My father died last week, and I’m still trying to understand what that means to me. There’s no script for this kind of loss—the kind where grief doesn’t arrive in a clean, recognizable shape. I didn’t grow up with him. I didn’t have the kind of father people write eulogies about. I didn’t have the kind of father people cry for in movies. I had a man who was technically my father, but emotionally a stranger.
He didn’t care about my mother and me—or at least that’s how it always looked from the outside. Sometimes I wonder if it was that he didn’t care, or if he couldn’t care because he was drowning in his own internal battles. He was an alcoholic, and addiction has a way of hollowing out a person until there’s nothing left to give. My mother wasn’t willing to live in that shadow. She didn’t want that to be the example for me or for my half-siblings.
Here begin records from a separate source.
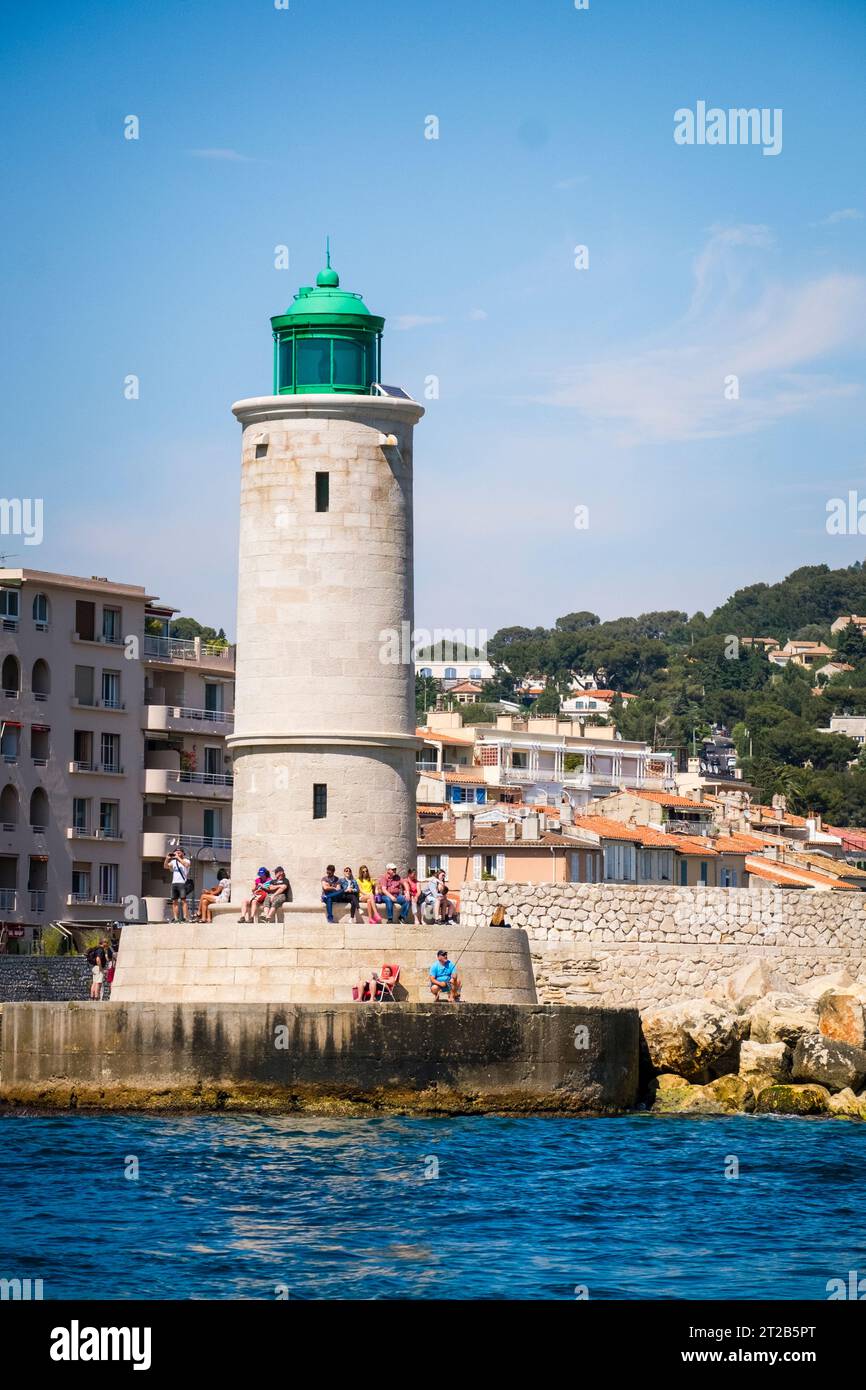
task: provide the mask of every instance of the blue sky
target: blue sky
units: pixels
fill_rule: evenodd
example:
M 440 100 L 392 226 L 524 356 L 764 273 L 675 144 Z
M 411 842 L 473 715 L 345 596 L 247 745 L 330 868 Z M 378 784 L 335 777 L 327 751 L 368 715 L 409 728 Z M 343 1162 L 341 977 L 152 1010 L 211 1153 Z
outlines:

So she divorced him, and she rebuilt.
And that’s the part of the story I know for sure: my mother became strong. She raised three kids on her own. No child support. She worked, she fought, she protected, she sacrificed. She became the parent I could rely on, the one who showed up, the one who stayed. When I think about family, she’s the one who fills the frame.
So now, with my father gone, I’m left with this strange emptiness—not grief exactly, not relief, not anger, not love. Just a quiet space where something should be but never was. How do you mourn someone who was never really yours? How do you process the death of a man who gave you life but not presence?

I don’t have the answers. Maybe I never will. The truth is that some losses aren’t loud or dramatic—they’re just a soft acknowledgment that a chapter has closed, even if you never really read the pages. I’m sure he had a story, one worth sharing. I’ve heard bits and parts, but never from him. That is something I lost last week- that chance to hear it. And as a writer, it pierces deep.
Lately, I’ve been comparing the two parents who shaped me in opposite ways. My mother worked her whole life to build from the ground up, to make sure we had what we needed—and even the extras. She sacrificed herself and made it her mission to make our lives easier than hers. She worried about our futures. She showed up for me through my own years of raising children, through my divorce, through every moment when I needed someone steady. She was my rock. I still cry over losing her—sometimes it hits me hard—even five years later.
My father, on the other hand, left us to fend for ourselves. He had no motivation, no direction. He lived in his married sister’s basement and never seemed to find a purpose. He wasn’t a bad man—just a man who never figured out how to live. A man who drifted through life without anchoring himself to anything or anyone.
Seeing them side by side—one extreme of relentless responsibility, the other of complete surrender—I find myself wanting to land somewhere in the middle. I don’t want to become a workaholic who forgets to live because tomorrow isn’t promised. But I also don’t want to drift so lightly through life that I never accomplish anything meaningful. Maybe that’s the message I’m taking from all of this: worry less, enjoy the day more, and still build something I can be proud of. Maybe the lesson isn’t in grieving a father I never had, but in choosing the kind of parent—and person—I want to be.